EMC’s combination of the latest ExtremeIO all-flash array technology, its own strengths in services, and its excellent world-wide support makes it a strong contender in a crowded market that includes all the large IT hardware players, writes Wikibon Co-founder and CTO David Floyer in “Flash-only Arrays at Full Gallop”. But it has limited itself in two ways in the marketplace. First, the EMC XtremeIO array is not in general availability; rather it is in what EMC calls “directed availability”, which Floyer interprets to mean “directed away from VMAX customers”. Second, by killing Thunder, it’s server-side PCIe solution, EMC has chosen an array-centric approach which for many high value database applications will be challenging. It obviously is trying to protect its large installed base of VMAX high-performance disk arrays, but by so doing it has left itself vulnerable in the market to Fusion-io and the other PCIe vendors.

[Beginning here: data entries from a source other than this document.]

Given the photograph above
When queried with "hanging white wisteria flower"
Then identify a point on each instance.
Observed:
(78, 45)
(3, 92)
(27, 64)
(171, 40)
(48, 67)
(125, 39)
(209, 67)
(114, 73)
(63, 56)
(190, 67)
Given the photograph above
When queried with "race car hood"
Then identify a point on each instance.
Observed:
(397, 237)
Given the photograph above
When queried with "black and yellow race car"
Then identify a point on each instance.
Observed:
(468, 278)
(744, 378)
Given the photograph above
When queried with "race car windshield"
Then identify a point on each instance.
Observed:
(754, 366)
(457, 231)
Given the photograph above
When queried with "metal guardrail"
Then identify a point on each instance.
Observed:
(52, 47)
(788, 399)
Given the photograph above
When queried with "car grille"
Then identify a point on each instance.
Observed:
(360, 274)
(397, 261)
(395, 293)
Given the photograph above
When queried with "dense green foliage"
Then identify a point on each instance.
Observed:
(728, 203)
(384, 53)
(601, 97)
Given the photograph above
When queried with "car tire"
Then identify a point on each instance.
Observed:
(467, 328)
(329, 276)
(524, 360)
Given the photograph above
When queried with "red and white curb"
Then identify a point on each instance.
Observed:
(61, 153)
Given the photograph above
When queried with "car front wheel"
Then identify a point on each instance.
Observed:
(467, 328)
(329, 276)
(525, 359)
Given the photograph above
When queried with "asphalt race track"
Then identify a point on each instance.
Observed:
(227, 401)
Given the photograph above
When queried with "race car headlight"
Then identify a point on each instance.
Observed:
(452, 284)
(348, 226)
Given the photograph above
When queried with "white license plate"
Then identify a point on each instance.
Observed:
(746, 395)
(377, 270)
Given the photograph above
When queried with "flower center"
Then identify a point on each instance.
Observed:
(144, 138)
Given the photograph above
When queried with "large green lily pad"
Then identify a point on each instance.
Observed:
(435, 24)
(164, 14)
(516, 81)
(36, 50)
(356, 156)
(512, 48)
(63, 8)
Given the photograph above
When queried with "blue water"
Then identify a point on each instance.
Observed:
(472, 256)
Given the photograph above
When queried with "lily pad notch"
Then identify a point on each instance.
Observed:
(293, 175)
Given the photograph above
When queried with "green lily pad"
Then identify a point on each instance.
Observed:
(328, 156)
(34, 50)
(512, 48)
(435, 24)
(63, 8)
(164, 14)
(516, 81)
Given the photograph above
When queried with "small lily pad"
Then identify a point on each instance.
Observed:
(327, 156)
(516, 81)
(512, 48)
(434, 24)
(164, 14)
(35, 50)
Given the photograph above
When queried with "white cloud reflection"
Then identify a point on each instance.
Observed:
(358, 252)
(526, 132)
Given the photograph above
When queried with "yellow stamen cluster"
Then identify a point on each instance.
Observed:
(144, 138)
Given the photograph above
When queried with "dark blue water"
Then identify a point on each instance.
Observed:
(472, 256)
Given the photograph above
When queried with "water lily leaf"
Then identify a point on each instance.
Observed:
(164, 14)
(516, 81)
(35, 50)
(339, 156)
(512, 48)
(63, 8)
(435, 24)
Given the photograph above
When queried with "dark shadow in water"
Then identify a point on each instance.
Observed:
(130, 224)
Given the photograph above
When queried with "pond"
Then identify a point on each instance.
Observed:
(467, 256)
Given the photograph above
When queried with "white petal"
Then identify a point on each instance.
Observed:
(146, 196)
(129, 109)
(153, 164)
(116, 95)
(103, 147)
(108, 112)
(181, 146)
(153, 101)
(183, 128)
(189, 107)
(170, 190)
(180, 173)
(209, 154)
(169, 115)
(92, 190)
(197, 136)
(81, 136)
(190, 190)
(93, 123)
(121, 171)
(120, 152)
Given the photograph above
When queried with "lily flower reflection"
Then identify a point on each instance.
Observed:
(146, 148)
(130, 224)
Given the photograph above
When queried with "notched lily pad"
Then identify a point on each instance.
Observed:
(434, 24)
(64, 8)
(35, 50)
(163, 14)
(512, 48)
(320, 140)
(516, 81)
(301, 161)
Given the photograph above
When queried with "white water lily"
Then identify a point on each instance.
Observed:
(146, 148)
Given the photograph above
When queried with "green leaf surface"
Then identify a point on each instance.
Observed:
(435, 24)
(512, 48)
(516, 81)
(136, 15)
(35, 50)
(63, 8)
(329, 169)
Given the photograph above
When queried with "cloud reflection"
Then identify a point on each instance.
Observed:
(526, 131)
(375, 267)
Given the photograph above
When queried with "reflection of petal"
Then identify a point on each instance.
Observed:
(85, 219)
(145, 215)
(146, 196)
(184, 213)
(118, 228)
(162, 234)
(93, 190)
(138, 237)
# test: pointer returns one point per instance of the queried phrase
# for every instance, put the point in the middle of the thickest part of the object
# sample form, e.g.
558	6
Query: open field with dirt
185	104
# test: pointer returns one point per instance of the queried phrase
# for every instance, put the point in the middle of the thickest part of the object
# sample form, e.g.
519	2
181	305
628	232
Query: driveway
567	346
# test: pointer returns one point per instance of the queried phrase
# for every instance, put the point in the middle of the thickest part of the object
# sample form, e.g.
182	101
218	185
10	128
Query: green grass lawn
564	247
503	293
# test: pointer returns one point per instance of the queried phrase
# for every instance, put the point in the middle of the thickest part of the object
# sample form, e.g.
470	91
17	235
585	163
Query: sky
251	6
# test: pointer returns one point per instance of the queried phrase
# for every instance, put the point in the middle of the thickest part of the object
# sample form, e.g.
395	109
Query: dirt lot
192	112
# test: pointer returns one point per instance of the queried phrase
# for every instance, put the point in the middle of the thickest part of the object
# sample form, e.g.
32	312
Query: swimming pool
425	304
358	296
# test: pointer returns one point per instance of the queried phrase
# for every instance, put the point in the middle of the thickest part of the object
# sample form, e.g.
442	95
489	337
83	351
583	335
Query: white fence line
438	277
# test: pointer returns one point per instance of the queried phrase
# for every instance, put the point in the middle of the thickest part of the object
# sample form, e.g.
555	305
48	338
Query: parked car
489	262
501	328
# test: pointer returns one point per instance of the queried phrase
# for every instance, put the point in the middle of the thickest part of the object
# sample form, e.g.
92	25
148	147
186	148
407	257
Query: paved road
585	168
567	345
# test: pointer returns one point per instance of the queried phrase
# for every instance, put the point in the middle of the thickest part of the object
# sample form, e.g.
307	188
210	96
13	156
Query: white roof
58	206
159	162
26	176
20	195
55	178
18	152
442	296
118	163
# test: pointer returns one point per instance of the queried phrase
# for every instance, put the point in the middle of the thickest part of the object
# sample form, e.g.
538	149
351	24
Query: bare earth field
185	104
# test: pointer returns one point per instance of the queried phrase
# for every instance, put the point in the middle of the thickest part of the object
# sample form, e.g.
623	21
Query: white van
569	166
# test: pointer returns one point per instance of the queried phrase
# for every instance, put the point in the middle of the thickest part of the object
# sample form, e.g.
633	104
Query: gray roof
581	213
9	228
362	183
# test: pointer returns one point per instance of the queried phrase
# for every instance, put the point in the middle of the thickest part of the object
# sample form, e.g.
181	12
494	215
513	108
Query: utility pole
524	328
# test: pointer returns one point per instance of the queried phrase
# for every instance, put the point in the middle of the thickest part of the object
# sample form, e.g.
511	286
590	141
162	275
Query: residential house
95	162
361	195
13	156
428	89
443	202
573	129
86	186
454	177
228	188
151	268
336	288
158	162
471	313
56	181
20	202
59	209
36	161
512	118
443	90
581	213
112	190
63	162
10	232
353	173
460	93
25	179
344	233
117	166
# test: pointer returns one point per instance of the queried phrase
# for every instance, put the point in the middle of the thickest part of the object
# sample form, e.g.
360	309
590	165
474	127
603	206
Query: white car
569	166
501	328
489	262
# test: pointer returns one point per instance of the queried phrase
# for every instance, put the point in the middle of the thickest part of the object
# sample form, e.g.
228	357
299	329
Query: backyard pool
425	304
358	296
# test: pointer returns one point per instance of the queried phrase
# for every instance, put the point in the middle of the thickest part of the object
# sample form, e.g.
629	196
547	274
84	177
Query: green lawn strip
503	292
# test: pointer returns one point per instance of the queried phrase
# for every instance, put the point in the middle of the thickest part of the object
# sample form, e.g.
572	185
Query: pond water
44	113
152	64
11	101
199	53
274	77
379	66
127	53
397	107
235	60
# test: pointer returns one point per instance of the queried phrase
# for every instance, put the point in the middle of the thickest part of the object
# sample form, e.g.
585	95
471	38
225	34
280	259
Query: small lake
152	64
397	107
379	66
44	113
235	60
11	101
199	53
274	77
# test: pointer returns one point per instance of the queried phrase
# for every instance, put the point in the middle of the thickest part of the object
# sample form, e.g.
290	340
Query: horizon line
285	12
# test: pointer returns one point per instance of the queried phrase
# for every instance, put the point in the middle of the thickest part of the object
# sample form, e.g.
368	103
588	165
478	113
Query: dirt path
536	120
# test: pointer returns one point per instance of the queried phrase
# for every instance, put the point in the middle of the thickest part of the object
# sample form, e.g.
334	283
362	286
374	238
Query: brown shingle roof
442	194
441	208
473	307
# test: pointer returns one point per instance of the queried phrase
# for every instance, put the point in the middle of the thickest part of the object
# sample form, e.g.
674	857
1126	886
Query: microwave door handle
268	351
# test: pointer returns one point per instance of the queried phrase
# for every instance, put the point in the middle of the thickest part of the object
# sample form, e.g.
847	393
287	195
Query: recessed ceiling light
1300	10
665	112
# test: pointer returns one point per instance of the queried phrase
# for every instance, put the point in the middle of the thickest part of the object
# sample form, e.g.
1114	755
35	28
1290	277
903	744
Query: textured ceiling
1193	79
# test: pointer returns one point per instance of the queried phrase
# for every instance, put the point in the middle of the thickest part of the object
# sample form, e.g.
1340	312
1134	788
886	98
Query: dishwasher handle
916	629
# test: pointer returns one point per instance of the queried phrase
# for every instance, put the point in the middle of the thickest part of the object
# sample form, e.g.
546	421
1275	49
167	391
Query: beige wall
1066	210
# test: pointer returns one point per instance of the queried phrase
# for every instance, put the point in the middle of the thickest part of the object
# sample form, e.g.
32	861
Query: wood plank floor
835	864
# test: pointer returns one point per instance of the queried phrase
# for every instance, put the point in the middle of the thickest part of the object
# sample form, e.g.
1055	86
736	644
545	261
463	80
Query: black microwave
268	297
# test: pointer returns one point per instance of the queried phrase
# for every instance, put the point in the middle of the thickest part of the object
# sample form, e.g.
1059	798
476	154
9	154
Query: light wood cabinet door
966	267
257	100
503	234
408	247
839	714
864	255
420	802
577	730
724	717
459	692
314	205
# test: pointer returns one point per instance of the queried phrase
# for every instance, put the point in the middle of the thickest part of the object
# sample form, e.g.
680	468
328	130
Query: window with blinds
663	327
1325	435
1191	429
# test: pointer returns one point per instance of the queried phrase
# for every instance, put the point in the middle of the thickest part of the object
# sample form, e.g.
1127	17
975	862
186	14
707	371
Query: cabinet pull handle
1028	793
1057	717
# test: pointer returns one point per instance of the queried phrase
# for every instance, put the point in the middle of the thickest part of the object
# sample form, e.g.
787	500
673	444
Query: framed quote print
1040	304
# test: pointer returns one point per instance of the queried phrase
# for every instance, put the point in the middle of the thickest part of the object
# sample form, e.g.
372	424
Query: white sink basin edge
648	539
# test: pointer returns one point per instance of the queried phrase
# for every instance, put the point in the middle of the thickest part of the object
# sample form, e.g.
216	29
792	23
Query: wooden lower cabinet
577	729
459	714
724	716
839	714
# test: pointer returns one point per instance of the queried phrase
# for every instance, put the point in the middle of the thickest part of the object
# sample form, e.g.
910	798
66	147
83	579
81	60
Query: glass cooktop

The issue, Floyer explains, is that the faster data can be written to persistent storage, the faster locks can be removed, and therefore the greater the scalability and functionality of the application and database. SAN flash-only arrays operate at the 1-3 microsecond range, an order of magnitude faster than disk arrays. However, PCIe cards can reduce writes to less than 1 microsecond, three orders of magnitude faster. To compete in this space with its PCIe cards, Floyer believes, EMC needs both an atomic write capability and a means of protecting/sharing data at the server level. On Monday, March 4, Fusion-io announced that its Atomic Write capability using VLS and DirectFS software can write non-contiguous small (64 byte) blocks to flash in 100 nanoseconds, four order of magnitude (10,000 times) faster than a SAN-based storage array.

Fusion-io, Floyer writes, is aiming directly at the emerging hyperscale and high-performance database markets that are driving new business models. By failing to enter that market, and instead continuing to focus on read-only solid-state caching on the server fed by master data copies on the array, EMC risks missing a major part of the market. And if EMC does not at least “cover the Fusion-io bet on software-on-the-server-led storage … there could indeed be a one-way ticket to oblivion for a traditional storage vendor.”

Floyer’s full report, like all Wikibon research, is available free-of-charge on the Wikibon Web site. IT professionals are invited to register for free membership in the Wikibon community, which allows them to comment on research and post their own tips, questions, Professional Alerts, and white papers. It also gets them invitations to the periodic Peer Incite meetings, at which peers discuss how they are using advanced technologies in real-world production environments to solve business and technical problems and gain competitive advantage.

Note: A previous version of this article incorrectly stated that EMC had no read/write capability on its PCIe cards.